Doris Dörrie, geboren in Hannover, studierte Theater und Schauspiel in Kalifornien und in New York, entschloss sich dann aber, lieber Regie zu führen. Parallel zu ihrer Filmarbeit (u. a. ?Männer?, ?Mitten ins Herz?, ?Kirschblüten - Hanami?) veröffentlichte sie Kurzgeschichten, Romane, ein Buch über das Schreiben (?Leben, schreiben, atmen?) und Kinderbücher. Sie leitet den Lehrstuhl ?Creative Writing? an der Filmhochschule München und gibt immer wieder Schreibworkshops. Sie lebt in München.

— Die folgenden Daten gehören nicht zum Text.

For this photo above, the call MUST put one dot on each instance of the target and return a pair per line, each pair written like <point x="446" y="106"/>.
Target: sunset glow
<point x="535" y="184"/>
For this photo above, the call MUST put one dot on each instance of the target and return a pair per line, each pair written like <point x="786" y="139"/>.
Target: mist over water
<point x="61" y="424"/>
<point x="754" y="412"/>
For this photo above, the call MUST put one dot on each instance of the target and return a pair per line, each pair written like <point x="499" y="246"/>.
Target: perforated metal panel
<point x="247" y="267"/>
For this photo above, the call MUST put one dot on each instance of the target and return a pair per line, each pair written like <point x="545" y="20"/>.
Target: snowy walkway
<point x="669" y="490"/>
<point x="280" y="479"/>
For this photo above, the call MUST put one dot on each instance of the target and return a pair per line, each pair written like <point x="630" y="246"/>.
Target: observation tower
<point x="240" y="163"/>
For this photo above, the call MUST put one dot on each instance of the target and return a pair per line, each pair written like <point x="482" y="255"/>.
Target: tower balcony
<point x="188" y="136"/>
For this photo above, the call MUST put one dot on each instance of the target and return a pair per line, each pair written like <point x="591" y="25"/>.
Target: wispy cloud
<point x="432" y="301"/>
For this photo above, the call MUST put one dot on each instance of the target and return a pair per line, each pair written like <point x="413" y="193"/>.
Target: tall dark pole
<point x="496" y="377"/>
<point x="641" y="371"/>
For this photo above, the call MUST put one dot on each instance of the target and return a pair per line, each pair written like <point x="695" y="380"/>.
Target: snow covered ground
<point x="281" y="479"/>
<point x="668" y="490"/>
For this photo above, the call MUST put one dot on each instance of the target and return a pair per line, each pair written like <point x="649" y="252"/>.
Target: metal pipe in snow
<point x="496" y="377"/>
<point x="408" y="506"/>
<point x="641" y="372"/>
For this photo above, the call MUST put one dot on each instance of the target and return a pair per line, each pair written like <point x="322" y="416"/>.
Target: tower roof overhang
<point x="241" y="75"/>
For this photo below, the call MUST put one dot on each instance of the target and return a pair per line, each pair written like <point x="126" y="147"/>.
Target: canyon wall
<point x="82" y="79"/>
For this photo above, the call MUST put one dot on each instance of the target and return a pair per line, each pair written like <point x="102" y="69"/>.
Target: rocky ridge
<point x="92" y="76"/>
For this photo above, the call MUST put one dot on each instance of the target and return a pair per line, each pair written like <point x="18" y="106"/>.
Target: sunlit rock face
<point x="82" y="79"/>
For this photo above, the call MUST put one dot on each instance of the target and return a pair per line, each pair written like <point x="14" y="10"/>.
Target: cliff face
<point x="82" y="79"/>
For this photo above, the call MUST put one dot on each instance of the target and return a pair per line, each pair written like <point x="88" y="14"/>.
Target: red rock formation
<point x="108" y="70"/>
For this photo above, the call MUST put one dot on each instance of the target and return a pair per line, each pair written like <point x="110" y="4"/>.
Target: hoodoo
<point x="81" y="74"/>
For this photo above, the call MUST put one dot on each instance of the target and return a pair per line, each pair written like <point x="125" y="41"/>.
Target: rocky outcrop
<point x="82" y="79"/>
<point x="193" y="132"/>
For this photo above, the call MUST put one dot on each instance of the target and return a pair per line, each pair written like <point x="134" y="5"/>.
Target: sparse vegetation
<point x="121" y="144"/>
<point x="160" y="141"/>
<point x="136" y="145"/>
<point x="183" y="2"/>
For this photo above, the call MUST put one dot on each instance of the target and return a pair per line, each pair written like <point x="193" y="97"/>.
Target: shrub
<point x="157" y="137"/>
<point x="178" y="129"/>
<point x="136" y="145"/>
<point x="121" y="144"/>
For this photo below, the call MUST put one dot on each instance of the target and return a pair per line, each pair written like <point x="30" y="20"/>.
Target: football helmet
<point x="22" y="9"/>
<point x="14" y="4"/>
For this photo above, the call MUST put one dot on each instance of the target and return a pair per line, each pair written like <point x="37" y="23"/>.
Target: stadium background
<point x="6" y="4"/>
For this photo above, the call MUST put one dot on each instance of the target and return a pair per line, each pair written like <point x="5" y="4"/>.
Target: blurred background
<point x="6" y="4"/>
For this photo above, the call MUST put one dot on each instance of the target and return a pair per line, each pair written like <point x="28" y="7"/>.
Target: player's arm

1985 werde ich mit meinem ersten Spielfilm auf das Internationale Filmfestival in Tokio eingeladen. Ich bin zum ersten Mal in Japan, vor Aufregung kann ich nicht schlafen. Ich habe noch nichts vom Land gesehen, fühle mich noch gar nicht wirklich in der Fremde, denn in der Dunkelheit bin ich vom Flughafen direkt ins Hotel gefahren worden. Ein wenig fremd sind nur die weißen Handschuhe des Taxifahrers, der Linksverkehr, das kleine Glöckchen, das Tempoüberschreitungen ankündigt, die leise Höf‌lichkeit der Frauen an der Hotelrezeption. Der Tisch hat kurze Beine und die Stühle gar keine, in der Minibar steht Asahi-Bier, auf der Frühstückskarte habe ich das japanische Frühstück angekreuzt und draußen an die Tür gehängt.

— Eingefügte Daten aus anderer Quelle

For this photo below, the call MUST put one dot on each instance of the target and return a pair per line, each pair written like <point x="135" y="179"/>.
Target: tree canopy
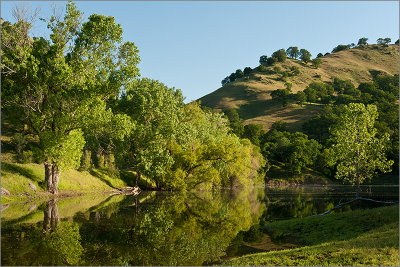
<point x="358" y="150"/>
<point x="54" y="84"/>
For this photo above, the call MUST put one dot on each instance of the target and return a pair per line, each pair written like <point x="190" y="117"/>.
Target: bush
<point x="340" y="48"/>
<point x="262" y="68"/>
<point x="27" y="157"/>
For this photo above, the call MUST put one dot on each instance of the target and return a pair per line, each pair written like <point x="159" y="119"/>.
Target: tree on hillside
<point x="358" y="150"/>
<point x="253" y="132"/>
<point x="340" y="48"/>
<point x="305" y="55"/>
<point x="234" y="121"/>
<point x="300" y="97"/>
<point x="280" y="55"/>
<point x="263" y="60"/>
<point x="384" y="41"/>
<point x="239" y="73"/>
<point x="281" y="95"/>
<point x="271" y="61"/>
<point x="293" y="52"/>
<point x="362" y="41"/>
<point x="225" y="81"/>
<point x="316" y="62"/>
<point x="54" y="85"/>
<point x="247" y="71"/>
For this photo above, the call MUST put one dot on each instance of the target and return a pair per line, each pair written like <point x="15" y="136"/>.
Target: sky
<point x="194" y="45"/>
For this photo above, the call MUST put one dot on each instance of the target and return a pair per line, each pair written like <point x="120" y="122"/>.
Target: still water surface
<point x="163" y="228"/>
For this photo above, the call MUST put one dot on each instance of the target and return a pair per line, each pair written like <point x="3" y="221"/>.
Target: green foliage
<point x="280" y="126"/>
<point x="280" y="55"/>
<point x="305" y="55"/>
<point x="294" y="149"/>
<point x="340" y="47"/>
<point x="156" y="111"/>
<point x="316" y="62"/>
<point x="19" y="141"/>
<point x="57" y="82"/>
<point x="357" y="148"/>
<point x="235" y="122"/>
<point x="263" y="60"/>
<point x="295" y="70"/>
<point x="383" y="41"/>
<point x="253" y="132"/>
<point x="271" y="61"/>
<point x="300" y="97"/>
<point x="281" y="95"/>
<point x="362" y="41"/>
<point x="349" y="238"/>
<point x="293" y="52"/>
<point x="27" y="156"/>
<point x="319" y="92"/>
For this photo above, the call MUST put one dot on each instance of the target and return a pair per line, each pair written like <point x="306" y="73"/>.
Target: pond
<point x="163" y="228"/>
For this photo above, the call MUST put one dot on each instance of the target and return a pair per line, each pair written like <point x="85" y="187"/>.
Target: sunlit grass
<point x="362" y="237"/>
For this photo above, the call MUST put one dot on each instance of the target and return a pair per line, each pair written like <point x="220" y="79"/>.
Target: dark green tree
<point x="316" y="62"/>
<point x="305" y="55"/>
<point x="253" y="132"/>
<point x="362" y="41"/>
<point x="280" y="55"/>
<point x="53" y="85"/>
<point x="358" y="150"/>
<point x="263" y="60"/>
<point x="281" y="95"/>
<point x="293" y="52"/>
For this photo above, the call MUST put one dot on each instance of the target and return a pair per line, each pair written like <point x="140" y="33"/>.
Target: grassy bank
<point x="16" y="177"/>
<point x="363" y="237"/>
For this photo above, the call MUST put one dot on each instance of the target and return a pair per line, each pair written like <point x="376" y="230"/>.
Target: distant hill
<point x="251" y="96"/>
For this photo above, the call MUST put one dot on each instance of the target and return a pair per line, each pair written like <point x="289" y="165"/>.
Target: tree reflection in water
<point x="158" y="228"/>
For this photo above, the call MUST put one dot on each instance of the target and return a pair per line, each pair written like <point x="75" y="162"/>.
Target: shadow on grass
<point x="14" y="168"/>
<point x="100" y="174"/>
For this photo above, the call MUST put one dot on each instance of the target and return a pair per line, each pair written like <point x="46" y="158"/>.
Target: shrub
<point x="27" y="157"/>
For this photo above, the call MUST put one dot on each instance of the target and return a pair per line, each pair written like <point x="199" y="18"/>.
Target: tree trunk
<point x="358" y="187"/>
<point x="51" y="216"/>
<point x="137" y="178"/>
<point x="48" y="176"/>
<point x="56" y="178"/>
<point x="51" y="177"/>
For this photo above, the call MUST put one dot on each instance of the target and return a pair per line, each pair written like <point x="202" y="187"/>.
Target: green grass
<point x="379" y="247"/>
<point x="279" y="174"/>
<point x="15" y="178"/>
<point x="362" y="237"/>
<point x="252" y="96"/>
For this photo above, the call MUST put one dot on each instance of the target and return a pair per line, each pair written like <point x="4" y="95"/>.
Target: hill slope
<point x="251" y="96"/>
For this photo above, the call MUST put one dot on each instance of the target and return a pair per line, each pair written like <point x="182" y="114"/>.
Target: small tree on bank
<point x="357" y="149"/>
<point x="55" y="85"/>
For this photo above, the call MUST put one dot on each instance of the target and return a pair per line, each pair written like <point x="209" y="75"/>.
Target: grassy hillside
<point x="251" y="96"/>
<point x="344" y="239"/>
<point x="16" y="176"/>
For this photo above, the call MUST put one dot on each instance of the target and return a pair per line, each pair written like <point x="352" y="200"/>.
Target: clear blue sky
<point x="194" y="45"/>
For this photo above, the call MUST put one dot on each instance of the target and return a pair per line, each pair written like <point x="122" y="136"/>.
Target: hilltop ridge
<point x="251" y="95"/>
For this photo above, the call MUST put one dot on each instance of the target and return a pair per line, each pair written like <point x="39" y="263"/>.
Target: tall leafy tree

Meine Vorstellung von diesem Land ist von alten Schwarz-Weiß-Filmen von Ozu, Mizoguchi und Kurosawa geprägt, ein einziges Mal war ich im einzigen japanischen Restaurant in München, dem Mifune, das dem Schauspieler Toshiro Mifune gehörte. Er spielte die Hauptrolle in dem Film Die sieben Samurai, einen verlotterten verrückten Samurai und Angeber, der im Verlauf der Geschichte immer mehr zum Helden wird. Ich erinnere mich an perfekte Bildkompositionen in Schneeweiß und Lackschwarz, an Schwertkämpfe, pittoreske Samurai-Rüstungen und Kriegsgeschrei. Kurosawa liebte amerikanische Western. Vor meinem Fenster blinken fremde Schriftzeichen in übergroßen Neonreklamen in allen Farben. Meine Gedanken irren umher und suchen meinen Körper, der sich noch in Europa zu befinden scheint. Ich trage einen yukata, einen sehr schönen, blau-weiß gestreif‌ten Baumwollkimono, der auf meinem Bett lag, setze mich ans Fenster und schaue auf das bunte Lichtermeer, bis es langsam verblasst. Der Zimmerkellner klopft und bringt nach einer abgezirkelten Verbeugung, die ich prompt nachzuahmen versuche, ein viereckiges schwarzes Tablett herein und stellt es auf den niedrigen Tisch. Auf dem Tablett befinden sich ungewohnte Speisen zum Frühstück: Fisch, Suppe, Reis, eingelegtes Gemüse, schmale Algenblattstreifen, eine Mandarinenspalte und grüner Tee. Alles in verschiedensten bunten Schälchen und Tellerchen, nichts passt zusammen und vereint sich dennoch zu einer verblüffend harmonischen Gesamtkomposition. Ich bemühe mich, so anmutig wie möglich auf den Knien vor dem niedrigen Tischchen zu sitzen, aber meine Beine sind zu lang, der yukata zu kurz, ich bin ein Fremdkörper in dieser Umgebung, ein fremder Körper, der nicht hineinpasst in das ästhetische Arrangement, keinen Eingang findet in die Komposition. Ich weiß noch nicht, dass dies die Grunderfahrung des gaijin ist, des Fremden, der von draußen kommt und nie ganz hinein darf in dieses Land.

 

Als Kind habe ich am liebsten einen gedeckten Tisch gezeichnet, mit Tellern, Tassen, Schüsselchen, Besteck, noch ohne die Menschen, die im nächsten Augenblick an ihm Platz nehmen werden. Die Stimmung ist still und gesammelt, Vorfreude und eine gewisse Anspannung liegen in der Luft. Ein gedeckter Tisch ist wie ein Versprechen, die Ankündigung einer Geschichte. Eine Geschichte schreiben ist wie einen Tisch decken.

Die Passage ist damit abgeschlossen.